In 1976, Ryan changed the firm's name to Ryan Insurance Group and in 1977, he bought the retail brokerage units from Esmark Inc, "expanding into risk management services for commercial and industrial clients". In 1981, Ryan further expanded by purchasing the James S. Kemper agencies.

In 1982, Ryan Insurance Group merged with Combined International, and Ryan became CEO. The company continued to expand through organic growth and acquisitions, and in 1987, Ryan changed Combined's name to Aon. He was the company's chairman and CEO for 41 years. At Ryan's retirement in 2008, Aon operated with more than 500 offices in 120 countries generating revenues in excess of $7 billion. Aon is the largest reinsurance broker and second largest insurance broker in the world, and a leader in risk management and human capital consulting.

In 2010, Ryan formed Ryan Specialty Group (RSG), a global specialty insurance holding company with offices in North America and Europe. RSG's wholesale operation, RT Specialty, is the 3rd largest wholesale broker in the US. To date, there are 16 underwriting facilities within RSG Underwriting Managers (RSGUM).

== Alma mater ==
Ryan has been a member of Northwestern University's board of trustees for 37 years, 14 of which he was chairman. In 2009, Ryan was inducted into the Northwestern Athletic Hall of Fame. That year, Northwestern also awarded Ryan an honorary doctorate. In 2013, he received the Northwestern Alumni Association Medal of Honor, their highest award, given to alumni who combines superior professional distinction and/or exemplary volunteer service to society, with an outstanding record of service to Northwestern.

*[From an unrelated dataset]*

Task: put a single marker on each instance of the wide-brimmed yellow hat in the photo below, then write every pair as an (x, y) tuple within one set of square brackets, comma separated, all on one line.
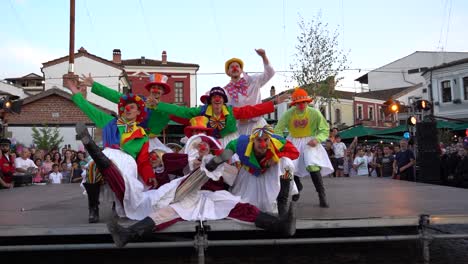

Pat Ryan and his wife, Shirley Welsh Ryan, have been donors for many of Northwestern University's facilities and programs, both academic and athletic. Over the years, the couple has supported Northwestern University by funding fellowships for graduate students in nanotechnology and scholarships for low-income students, contributing to the Feinberg School of Medicine's priorities, and endowing chairs. The music and communications building, which opened in 2015, was named after the Ryans for their longtime support of the arts at Northwestern. In 2018, Ryan Fieldhouse was unveiled.

Ryan is a member of the Sigma Chi fraternity.

In 2023, Krissie Harris, a candidate running for Evanston City Council received two $6,000 donations made by individuals connected to Pat Ryan. Evanston's Community Association For Better Government suggested the donations gave the appearance of a "quid pro quo" agreement between Pat Ryan, who wants the Evanston City Council to approve plans to re-zone and Rebuild Northwestern's Ryan field, and Krissie Harris. Krissie Harris returned the funds. (https://evanstonroundtable.com/2023/03/20/harris-returns-campaign-donations-tied-to-the-ryan-family/)

==Awards and honors==
Ryan has received a number of awards and honors throughout his career. These include, among others:
- Horatio Alger Award (1987) - honors those who are dedicated to the principles of integrity, hard work, perseverance and compassion for others.
- American Academy of Arts and Sciences Inductee (2008) - one of the nation's oldest and most prestigious honorary societies and independent research centers, founded in 1780.
- International Insurance Society Hall of Fame (2008)
- College of Insurance - Insurance Leader of the Year (1997)
- Order of Lincoln Medallion (1998) - the highest award granted by the State of Illinois, recognizing a lifetime of accomplishment.
- The Insurance Federation of New York - Free Enterprise Award (1999)
- Brigham Young University - International Executive of the Year for Corporate Integrity (2002)
- Golden Plate Award of the American Academy of Achievement (2002) – presented by Awards Council member Dr. Francis Collins at the International Achievement Summit in Dublin, Ireland
- Ernst and Young Entrepreneur of the Year Lifetime Achievement Award (2008)
- Chicagoland Sports Hall of Fame (2016)
In 2004, Ryan hosted President George W. Bush during a political fundraising dinner at his home in Winnetka, Illinois. Later that year, he hosted another fundraiser with Bush's wife and daughters as guests. In November 2008, Ryan was named one of five co-chairs for Barack Obama's inaugural committee. Ryan, being a Republican, was chosen to reflect a bipartisan committee.

==Personal life==
He is married to Shirley Ryan. They live in the Chicago area and have three children.